Now in the Database User window, the Securables and Permissions areas are populated with objects and permission options, respectively (see Figure 8-10).
Figure 8-10: Database User window with populated securables.
When you click a specific object in the Securables area (refer to Figure 8-10), you see the specific permissions that you can control for that object in the Permissions area. For tables and views, you should be aware of four primary permission types:
· Delete: Allows the user to remove data from a table.
· Insert: Allows the user access to append data to the table, either directly with SQL or by using an application.
· Select: Gives the user access to read the data by writing SQL against the table or via a reporting or dashboarding tool.
· Update: Is a combination of a Delete and an Insert on existing data in a table.
Typically you allow Select access to most clients. Use Insert, Delete, and Update for team members assisting you with creating analytics. The one exception to this rule is a lookup table that you want clients to maintain. Lookup tables typically contain business rules or attributes that clients control; for example, a lookup table to maintain unit cost.
Working with Databases
Creating a database is typically done by your system administrator. If you have to perform this function yourself, you need to know some basics about how SQL Server works on a server or your personal computer. The first thing you need to think about is disk configuration. The recommended best practice for SQL Server installation is to segregate the various types of files and databases into separate drives. This allows you to better control the performance and administration of your server. There are four functional areas you need to be concerned with:
· Data files: As the name implies, these files store the data loaded in your user tables. The size of these files depends on the amount of data and type of data you store in your tables. The larger the number of rows and columns, the larger the files.
· Log files: These files are used by SQL Server to guarantee data integrity while SQL Server performs the work necessary when SQL statements are submitted by the users. Their size depends on the database setup (we discuss this in a later section) and the transactions submitted.
· Temp DB: This database is used by SQL Server as a temporary work space for processing user SQL statements. Its use may be explicit by the user or implicit by the SQL Server optimizer. The files of this database can be very large on a server with a high level of activity.
· Backup files: It is recommended that you back up your SQL Server database on a regular basis to allow you to recover data in case it becomes corrupted.

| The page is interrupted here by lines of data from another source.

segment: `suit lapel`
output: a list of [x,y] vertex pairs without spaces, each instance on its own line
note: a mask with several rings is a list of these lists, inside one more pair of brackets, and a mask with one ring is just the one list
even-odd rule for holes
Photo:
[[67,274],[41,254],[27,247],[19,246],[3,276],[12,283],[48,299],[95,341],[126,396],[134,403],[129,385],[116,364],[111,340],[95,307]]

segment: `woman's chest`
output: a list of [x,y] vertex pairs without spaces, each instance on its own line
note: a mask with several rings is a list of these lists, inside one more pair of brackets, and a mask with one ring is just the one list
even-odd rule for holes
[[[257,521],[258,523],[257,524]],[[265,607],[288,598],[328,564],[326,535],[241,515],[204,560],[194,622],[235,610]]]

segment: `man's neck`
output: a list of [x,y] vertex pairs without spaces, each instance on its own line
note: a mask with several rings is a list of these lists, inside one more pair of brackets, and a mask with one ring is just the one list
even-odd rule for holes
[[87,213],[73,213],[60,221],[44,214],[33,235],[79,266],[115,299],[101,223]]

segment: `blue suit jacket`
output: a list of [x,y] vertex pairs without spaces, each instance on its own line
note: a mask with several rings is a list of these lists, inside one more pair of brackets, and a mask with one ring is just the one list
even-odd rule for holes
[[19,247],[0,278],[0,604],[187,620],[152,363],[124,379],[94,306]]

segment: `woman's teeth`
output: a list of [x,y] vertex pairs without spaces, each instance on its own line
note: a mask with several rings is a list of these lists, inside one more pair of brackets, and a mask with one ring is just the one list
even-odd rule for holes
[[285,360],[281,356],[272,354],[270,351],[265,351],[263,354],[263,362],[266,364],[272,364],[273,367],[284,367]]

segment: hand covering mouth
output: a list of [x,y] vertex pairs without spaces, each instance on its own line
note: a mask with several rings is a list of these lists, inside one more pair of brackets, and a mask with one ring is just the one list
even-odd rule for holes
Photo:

The size of these files depends on the databases being backed up, the frequency of backup, and the number of backups saved.
If you're using a server for your installation, your system administrator should configure SQL Server to automatically point the different files to the appropriate drive when you create a new database. Otherwise, you have to do that configuration yourself.
Creating a database
To create a new database, right-click the Databases folder in the Object Explorer window and select New Database. The New Database window opens, allowing you to define the database (see Figure 8-11).
Figure 8-11: New Database window.
There are several options and configurations available to you when creating a database:
· Database name: Give careful thought to selecting your database name. You can change it; however, it might impact queries and applications that reference that name.
· Owner: In general, leave this field selected to Default. By default, SQL Server assigns all objects in the database to DBO. For more complex databases, you might consider setting multiple owners in your database to organize objects under them.
· Database files: Refer to the previous section for best practices on setting up these files.
· Options: Clicking Options in the Select a Page pane. That takes you to the Options tab in the New Database window (see Figure 8-12). Select Simple from the Recovery Model drop-down list, as shown in Figure 8-12. This option keeps your log file under control.
Figure 8-12: Select Simple from the Recovery Model drop-down list.
SQL Server database maintenance involves several aspects, including backup, index rebuilding, and statistics updates. The full scope of database maintenance is traditionally handled by the system administrator. If you're managing the system yourself, it's helpful to know how to back up a database. Follow these steps for the easiest way to back up your database:
1. Right-click your database, and choose Tasks → Back Up.
The Back Up Database window opens, which allows you to select the options for the backup you want to perform (see Figure 8-13).
Figure 8-13: The Back Up Database window.
2. In the Name box, enter an appropriate name for the backup.
Usually it is best to include the date and time as part of the name you give to your backup. This allows you to easily recognize when the backup was taken.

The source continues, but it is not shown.